Nonetheless, the politicians in the country and states have shown that they can take away representation, destroy the quality of life, yet increase the population, keep them in a state of a horrible life, yet the politicians continue to gain power. Put marginalized people into states of poverty and suppress their votes by making it hard to meet adminstrative requirements because of the poverty. Take away abortion rights and family planning services, blame woman for being irresponsible and horrible for having sex while at the same time arguing about the importance of preserving life, and the population grows. While at the same time fight against immigration because more liberal and probably more prosperous areas of the country that can use the increased labor from immigrants, cutting down on the populations of those areas that want to increase qualities of life.

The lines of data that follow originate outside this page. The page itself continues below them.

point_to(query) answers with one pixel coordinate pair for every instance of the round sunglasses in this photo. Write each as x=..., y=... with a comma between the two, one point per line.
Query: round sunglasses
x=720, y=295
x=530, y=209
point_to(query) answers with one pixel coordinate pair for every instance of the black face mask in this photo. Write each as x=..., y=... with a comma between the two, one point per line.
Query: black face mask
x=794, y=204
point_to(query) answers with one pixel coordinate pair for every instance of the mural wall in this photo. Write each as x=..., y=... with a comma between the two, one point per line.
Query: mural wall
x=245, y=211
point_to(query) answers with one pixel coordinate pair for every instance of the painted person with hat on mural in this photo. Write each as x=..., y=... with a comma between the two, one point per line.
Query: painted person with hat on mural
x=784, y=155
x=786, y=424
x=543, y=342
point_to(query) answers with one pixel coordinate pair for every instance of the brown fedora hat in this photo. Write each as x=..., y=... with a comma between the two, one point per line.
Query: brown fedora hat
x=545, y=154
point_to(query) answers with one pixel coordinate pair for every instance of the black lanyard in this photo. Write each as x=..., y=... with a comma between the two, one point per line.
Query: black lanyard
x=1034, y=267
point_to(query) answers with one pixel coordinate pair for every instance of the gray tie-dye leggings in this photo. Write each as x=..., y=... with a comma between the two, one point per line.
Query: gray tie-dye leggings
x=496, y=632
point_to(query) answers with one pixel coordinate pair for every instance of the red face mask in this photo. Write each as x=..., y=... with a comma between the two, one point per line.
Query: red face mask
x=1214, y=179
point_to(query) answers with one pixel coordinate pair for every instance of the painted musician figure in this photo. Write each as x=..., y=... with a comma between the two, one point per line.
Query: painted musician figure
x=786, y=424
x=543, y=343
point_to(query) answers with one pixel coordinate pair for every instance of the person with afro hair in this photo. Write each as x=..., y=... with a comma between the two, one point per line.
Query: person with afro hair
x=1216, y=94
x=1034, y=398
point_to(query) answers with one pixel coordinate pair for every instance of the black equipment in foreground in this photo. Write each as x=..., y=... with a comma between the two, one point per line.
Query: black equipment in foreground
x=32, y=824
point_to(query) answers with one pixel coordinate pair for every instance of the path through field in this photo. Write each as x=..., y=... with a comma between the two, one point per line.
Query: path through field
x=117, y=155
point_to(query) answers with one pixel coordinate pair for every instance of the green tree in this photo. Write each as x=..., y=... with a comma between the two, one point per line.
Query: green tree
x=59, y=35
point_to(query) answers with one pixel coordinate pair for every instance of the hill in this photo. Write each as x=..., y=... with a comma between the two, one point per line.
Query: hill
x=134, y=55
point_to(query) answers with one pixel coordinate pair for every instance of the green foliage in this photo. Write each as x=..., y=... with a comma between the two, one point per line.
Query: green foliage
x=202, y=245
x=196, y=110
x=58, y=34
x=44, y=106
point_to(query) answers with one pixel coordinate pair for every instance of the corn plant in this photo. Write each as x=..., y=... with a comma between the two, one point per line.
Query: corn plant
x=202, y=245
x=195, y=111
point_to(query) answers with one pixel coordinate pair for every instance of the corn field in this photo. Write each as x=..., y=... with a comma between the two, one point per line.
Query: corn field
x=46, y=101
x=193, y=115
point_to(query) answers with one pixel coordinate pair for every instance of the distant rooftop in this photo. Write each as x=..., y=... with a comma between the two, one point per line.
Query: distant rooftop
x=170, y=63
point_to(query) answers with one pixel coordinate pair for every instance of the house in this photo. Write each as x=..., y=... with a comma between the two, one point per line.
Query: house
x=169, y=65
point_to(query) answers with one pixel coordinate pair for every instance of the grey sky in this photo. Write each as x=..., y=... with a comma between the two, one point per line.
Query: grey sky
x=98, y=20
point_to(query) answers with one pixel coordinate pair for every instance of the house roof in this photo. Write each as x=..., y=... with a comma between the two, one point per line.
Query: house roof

And the worse thing: while the states do have a certain amount of competition, it takes a lot to make people switch between states because you know what? Community is important. Family is important. A few people like to move and get away from all that, but most of the time, people tend to like where they are and don't want to leave. . .even though I've heard at least one phone call to the Politically Reactive podcast in which a young woman in the South said that she had enough hearing people in her family and community saying such horrible racist and hateful things that she planned on moving to the North to get away from it. So maybe things have gotten bad enough that following conservatives moving out of liberal states, we'll have liberal people moving out of conservative states.

I used to think that such a move would make for a horrible trend, but it might not. I thought having too many liberals focused in a concentrated geographic location would cause them to loose seats in the House and places on the Electoral College, so their votes would mean less. Based on that thinking, I thought liberals should move to rural areas to taint then change the seats and places toward more rural locations. Now I'm seeing, however, that with enough of a mass move before 2020, the balance of liberal representation could move toward the usual liberal strongholds. Thing is. . .it has to occur by 2020. If it doesn't, then it seems like liberals moving out to rural areas after 2020 would be more effective to spread out liberal political sentiments more throughout the country, which has its appeal, but I don't think individuals would very much like that sort of change and initiative. So I guess we'll just have to see what happens.